This is likely to be both encouraging and simultaneously frustrating, but I feel fairly certain that when things are all sorted out, that you should be able to have a considerably smaller hardware buffer size (~400 samples is pretty generous as a rule; I have an old, single core Pentium and am able to get 128 sample buffers going with my MOTU 828mkII at 44.1 kHz -- although 64 samples is a total no-go).
Since you're new to Sonar, I'll also point out or remind you that in addition to your hardware driver buffers that buffer the interface from the computer system, there are also cue/monitoring/playback buffers you set from inside Sonar's audio options.
The minimum setting (in milliseconds) is generally the temporal equivalent of your hardware buffer [in my case 128/441000 = ~2.9 ms] -- but that's the minimum.
Depending on what kind of plugin and virtual instrument load you're putting on your system, you may need to increase the buffer size from time to time, maybe a fair amount if you have a complex mix with a lot of processing.

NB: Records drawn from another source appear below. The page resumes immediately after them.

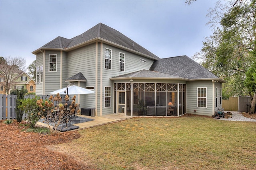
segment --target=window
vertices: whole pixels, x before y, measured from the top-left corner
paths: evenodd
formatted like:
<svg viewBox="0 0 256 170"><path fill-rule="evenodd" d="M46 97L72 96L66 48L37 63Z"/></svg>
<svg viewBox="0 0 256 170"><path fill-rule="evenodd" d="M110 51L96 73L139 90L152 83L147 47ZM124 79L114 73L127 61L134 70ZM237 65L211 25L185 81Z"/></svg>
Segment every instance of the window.
<svg viewBox="0 0 256 170"><path fill-rule="evenodd" d="M26 76L21 76L21 81L27 81L27 77L26 77Z"/></svg>
<svg viewBox="0 0 256 170"><path fill-rule="evenodd" d="M36 82L39 82L39 67L36 67Z"/></svg>
<svg viewBox="0 0 256 170"><path fill-rule="evenodd" d="M110 49L105 48L105 68L111 69L112 51Z"/></svg>
<svg viewBox="0 0 256 170"><path fill-rule="evenodd" d="M49 55L49 71L57 71L57 55Z"/></svg>
<svg viewBox="0 0 256 170"><path fill-rule="evenodd" d="M24 87L23 86L14 86L14 88L15 89L21 90L24 88Z"/></svg>
<svg viewBox="0 0 256 170"><path fill-rule="evenodd" d="M111 87L105 87L104 107L111 107Z"/></svg>
<svg viewBox="0 0 256 170"><path fill-rule="evenodd" d="M86 87L86 89L90 90L94 90L94 86L87 86Z"/></svg>
<svg viewBox="0 0 256 170"><path fill-rule="evenodd" d="M124 71L124 54L119 53L119 71Z"/></svg>
<svg viewBox="0 0 256 170"><path fill-rule="evenodd" d="M43 82L43 66L40 66L40 82Z"/></svg>
<svg viewBox="0 0 256 170"><path fill-rule="evenodd" d="M207 88L199 87L197 88L197 107L206 107Z"/></svg>
<svg viewBox="0 0 256 170"><path fill-rule="evenodd" d="M216 99L215 99L215 107L217 107L217 106L218 106L218 88L216 88L216 90L215 91L215 98L216 98Z"/></svg>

(Which is why, with my old hardware, I make plenty of use of Sonar's mostly quite convenient freeze function -- or, sometimes, if I need to cut live MIDI and so need the lowest possible latency, I'll just do a quick bounce of all the basic tracks, temporarily archive them so they're not a load, and work from the 'temporary' bounce. It's faster than freezing a bunch of tracks. (Maybe they improved that in the X generation; I'm on 8.5.)